Ambara = the Ethereal Region
Bhujaiḥ pāśābhītyaṅkuśavaralasitaiḥ śobhitāṅgasya tasya
manoraṅke nityaṁ nivasati girijābhinnadeho himābhaḥ
Triṇetraḥ pañcāsyo lalitadaśabhujo vyāghracaramāmbaraḍhyaḥ
sadāpūrvo devaḥ siva iti ca samākhyānasiddhaḥ prasiddhaḥ
Of his Four arms, two hold the noose and goad, and the other two make the gestures of granting boons and dispelling fear. These add to His beauty. In His lap there ever dwells the great snow-white Deva, three-eyed and five-faced, with ten beautiful arms, and clothed in a tiger’s skin. His body is united with that of Girija, and He is known by what His name, Sadha-Siva, signifies.
Noose = pasa
Goad = Ankusa
Gestures = mudras
Girija = mountain-born
Sada-Siva = ever-beneficent
Sudhāsindhoḥ suddha nivasati kamale sākinī pītavastrā
śaram cāpaṁ pāśam sṛṇimapi dadhatí hastapadmaīścaturbhíḥ
Sudh|mśoḥ saṁpūrṇaṁ śaśaparirahitaṁ maṇdalaṁ karṇikāyāṁ
mahāmokşadvāraṁ śriyambhimataśīlasya śuddhendriyasya.
Purer than the Ocean of Nectar is the Sakti Sakini who dwells in this Lotus. Her raiment is yellow, and in Her four lotus-hands She carries the bow, the arrow, the noose, and the goad. The whole region of the Moon without the mark of the hare is in the pericarp of this Lotus. This (region) is the gateway of great Liberation for him who desires the wealth of Yoga and whose senses are pure and controlled.

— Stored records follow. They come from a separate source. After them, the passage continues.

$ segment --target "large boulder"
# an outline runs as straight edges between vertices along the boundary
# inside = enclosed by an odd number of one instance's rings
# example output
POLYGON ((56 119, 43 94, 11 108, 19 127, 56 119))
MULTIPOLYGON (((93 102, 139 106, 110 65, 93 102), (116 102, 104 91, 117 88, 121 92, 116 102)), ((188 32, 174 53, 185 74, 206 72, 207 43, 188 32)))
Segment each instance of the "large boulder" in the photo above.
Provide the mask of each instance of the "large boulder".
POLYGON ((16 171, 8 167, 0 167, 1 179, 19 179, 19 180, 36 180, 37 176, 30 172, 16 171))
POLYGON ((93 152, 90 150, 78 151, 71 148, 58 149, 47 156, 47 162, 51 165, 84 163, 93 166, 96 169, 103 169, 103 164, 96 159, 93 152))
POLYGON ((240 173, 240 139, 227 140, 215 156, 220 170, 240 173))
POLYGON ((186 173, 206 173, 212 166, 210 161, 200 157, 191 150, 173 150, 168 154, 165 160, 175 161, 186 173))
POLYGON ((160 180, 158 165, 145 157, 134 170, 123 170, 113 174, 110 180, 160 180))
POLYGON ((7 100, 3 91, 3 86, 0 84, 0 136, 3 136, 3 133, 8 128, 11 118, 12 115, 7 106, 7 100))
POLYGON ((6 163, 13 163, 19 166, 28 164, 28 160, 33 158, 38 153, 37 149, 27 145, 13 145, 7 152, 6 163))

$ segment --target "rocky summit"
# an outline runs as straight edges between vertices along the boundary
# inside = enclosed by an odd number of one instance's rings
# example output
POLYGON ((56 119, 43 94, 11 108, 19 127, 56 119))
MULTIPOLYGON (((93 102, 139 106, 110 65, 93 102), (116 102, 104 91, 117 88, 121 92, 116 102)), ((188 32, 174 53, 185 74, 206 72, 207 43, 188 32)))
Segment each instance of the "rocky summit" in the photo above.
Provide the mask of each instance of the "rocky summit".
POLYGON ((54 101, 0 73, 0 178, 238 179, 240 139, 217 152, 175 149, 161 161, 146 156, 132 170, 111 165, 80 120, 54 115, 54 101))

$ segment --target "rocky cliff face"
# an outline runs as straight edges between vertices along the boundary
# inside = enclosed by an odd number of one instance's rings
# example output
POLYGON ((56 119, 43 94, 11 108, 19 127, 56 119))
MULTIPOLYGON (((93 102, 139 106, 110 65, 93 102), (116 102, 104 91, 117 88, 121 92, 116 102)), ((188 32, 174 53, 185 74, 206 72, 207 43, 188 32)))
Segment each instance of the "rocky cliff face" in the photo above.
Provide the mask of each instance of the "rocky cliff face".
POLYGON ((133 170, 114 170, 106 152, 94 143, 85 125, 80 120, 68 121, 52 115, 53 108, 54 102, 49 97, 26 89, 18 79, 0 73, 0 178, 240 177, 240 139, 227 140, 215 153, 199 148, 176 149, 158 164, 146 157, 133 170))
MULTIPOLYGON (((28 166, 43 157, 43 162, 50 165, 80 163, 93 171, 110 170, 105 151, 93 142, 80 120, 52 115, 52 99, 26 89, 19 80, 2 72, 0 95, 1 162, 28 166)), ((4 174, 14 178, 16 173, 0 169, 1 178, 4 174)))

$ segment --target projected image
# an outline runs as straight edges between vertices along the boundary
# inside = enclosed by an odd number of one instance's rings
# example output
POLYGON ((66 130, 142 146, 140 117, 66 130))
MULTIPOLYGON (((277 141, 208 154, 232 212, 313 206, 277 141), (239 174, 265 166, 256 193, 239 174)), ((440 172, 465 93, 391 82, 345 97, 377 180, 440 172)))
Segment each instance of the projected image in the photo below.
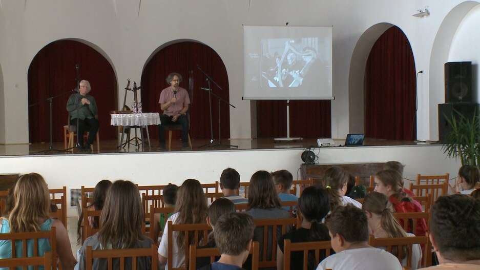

Mark of the hare = man in the moon.
Iha sthāne cittam niravadhi vinidhāyātmasampūrṇayogaḥ
kavirvāgamī jñānī sa bhavati nitarāṁ sādakaḥ śāntacetāḥ
Tríkālānāṁ darśī sakalahitakaro rogaśokapramuktaś-
ciramjīvī jīvī niravadhivipadāṁ dhvaṁsahaṁsaprakāśaḥ.
He who has attained complete knowledge of the Atma (Brahman) becomes by constantly concentrating his mind (Citta) on this Lotus a great Sage, eloquent and wise, and enjoys uninterrupted peace of mind. He sees the three periods, and becomes the benefactor of all, free from disease and sorrows and long-lived, and, like Hamsa, the destroyer of endless dangers.
Sage = kavi
Three periods = past, present, and future.
Iha Sthne cittaṁ niravadhi nidhāyāttapavano
yadi kruddho yogī calayati samastaṁ tribhuvanaṁ
Na ca brahmā vişṇur na ca hariharo naiva khamaṇī-
stadīyaṁ sāmarthyaṁ śamayatumalaṁ nāpi gaṇapaḥ.
The Yogi, his mind constantly fixed on this Lotus, his breath controlled by Kumbhaka, is in his wrath able to move all the three worlds. Neither Brahma nor Visnu, neither Hari-Hara nor Surya nor Ganapa is able to control his power (resist him).
The translator has numbered this verse “31a” because it does not appear in the texts used by two of the three commentators on whom he relies.